An odd question perhaps for English or European Dopers: do trailer parks exist in the UK and Europe?
By trailer park, incidentally, I’m referring to anchored manufactured/mobile singlewide/doublewide housing units of the sort seen here rather than to Winnebagos and campers and other caravan style vehicles.
My mother grew up in a trailer park in Battersea, an area just south of the Thames.
Kniz is quite right, they do call them “caravans”. That is just sort of the generic term for any trailer home type dwelling in the U.K. They’re just as common there as they are in the U.S.
My poor mum was teased incessantly growing up about being a “gypsy” because her family lived in a caravan. Sort of the English equivalent of being called “white trash” I guess. Kids apparently don’t change that much from continent to continent.
I just saw some on CNN during a news piece on the flooding in England a couple of days ago. Quite a few of the trailers had floats on the bottom, and just rode out the flood with little problem.
Actually Candlemas, Trailer parks as an all year round dwelling in England are comparively rare (as compared to the US). Most of the people living in these parks are retired couples.

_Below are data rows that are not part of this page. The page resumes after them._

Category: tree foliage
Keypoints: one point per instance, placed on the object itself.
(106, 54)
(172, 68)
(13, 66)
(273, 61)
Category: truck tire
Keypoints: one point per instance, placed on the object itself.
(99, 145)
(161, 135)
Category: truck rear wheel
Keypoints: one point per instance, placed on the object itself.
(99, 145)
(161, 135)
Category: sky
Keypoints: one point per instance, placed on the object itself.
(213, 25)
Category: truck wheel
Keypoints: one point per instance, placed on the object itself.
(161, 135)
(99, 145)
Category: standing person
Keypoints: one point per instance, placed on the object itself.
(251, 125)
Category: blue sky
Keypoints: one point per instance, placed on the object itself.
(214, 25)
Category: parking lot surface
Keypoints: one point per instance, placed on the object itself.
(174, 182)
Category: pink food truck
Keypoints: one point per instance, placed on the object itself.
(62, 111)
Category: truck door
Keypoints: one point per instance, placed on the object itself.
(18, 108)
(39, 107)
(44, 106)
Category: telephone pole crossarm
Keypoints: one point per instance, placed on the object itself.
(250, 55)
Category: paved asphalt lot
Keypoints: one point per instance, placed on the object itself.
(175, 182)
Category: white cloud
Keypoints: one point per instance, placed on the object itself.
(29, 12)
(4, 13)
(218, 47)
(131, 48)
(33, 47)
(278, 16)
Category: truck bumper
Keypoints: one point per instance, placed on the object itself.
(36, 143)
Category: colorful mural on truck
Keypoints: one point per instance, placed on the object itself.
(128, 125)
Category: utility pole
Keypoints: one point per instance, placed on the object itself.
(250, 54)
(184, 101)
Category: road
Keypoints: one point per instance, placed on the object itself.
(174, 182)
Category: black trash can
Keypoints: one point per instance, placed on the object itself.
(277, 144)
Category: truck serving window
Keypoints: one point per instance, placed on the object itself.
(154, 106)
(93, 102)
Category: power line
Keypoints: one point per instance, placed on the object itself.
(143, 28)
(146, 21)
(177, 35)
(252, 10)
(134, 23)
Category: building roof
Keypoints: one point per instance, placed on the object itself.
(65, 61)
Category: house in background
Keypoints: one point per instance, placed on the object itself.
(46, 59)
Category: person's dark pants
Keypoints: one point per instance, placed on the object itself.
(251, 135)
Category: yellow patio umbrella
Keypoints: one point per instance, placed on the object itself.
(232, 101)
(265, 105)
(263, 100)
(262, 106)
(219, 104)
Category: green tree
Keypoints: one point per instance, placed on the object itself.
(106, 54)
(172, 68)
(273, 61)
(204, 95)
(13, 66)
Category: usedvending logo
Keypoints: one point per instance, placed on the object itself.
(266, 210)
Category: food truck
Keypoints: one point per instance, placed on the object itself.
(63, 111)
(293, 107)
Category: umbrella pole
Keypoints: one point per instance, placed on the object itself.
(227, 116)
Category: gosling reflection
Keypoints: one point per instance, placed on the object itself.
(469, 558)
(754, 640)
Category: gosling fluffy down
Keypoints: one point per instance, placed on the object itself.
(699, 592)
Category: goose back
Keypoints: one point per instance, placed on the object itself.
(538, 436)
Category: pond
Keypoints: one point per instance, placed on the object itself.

The reason I suspect your Mother lived in a park is that after the war, especially in London due to the blitz and the baby boom, there was a need for cheap and fast-to-build accomadiation, which was filled by among other things mobile homes. There are still a few of these post-war devlopments left, but most of them have been removed and replaced.
in my town there are two
they are called static parks
i went to the lake district and stayed in one courtesy of the site manager who had an un let unit
the ease the housing problem for a lot of people and are all piped up for gas elec and have central heating
they can be moved but are securely anchored down to resist the weather
there is also a shop and a restaurant on some sites and during the summer season a lot of the vacant bays are taken by ‘drive ins’
I saw that too DreadCthulhu, and there was me thinking that there was nobody left in this country with initiative and the willingness to invest properly. Brings a tear to the eye!
Trailer parks as an all year round dwelling in England are comparively rare
It may depend somewhat on the region: Exeter has (at least) two, but then Devon is popular for retirement. Worth adding, maybe, that UK sites range between two styles:
the ‘caravan site’, generally for small trailers (the sort notorious for blocking traffic when towed behind a family car) often used as holiday dwellings; and
‘mobile home parks’ as described, larger multi-room units, semi-fixed with gardens etc., commonly as retirement homes.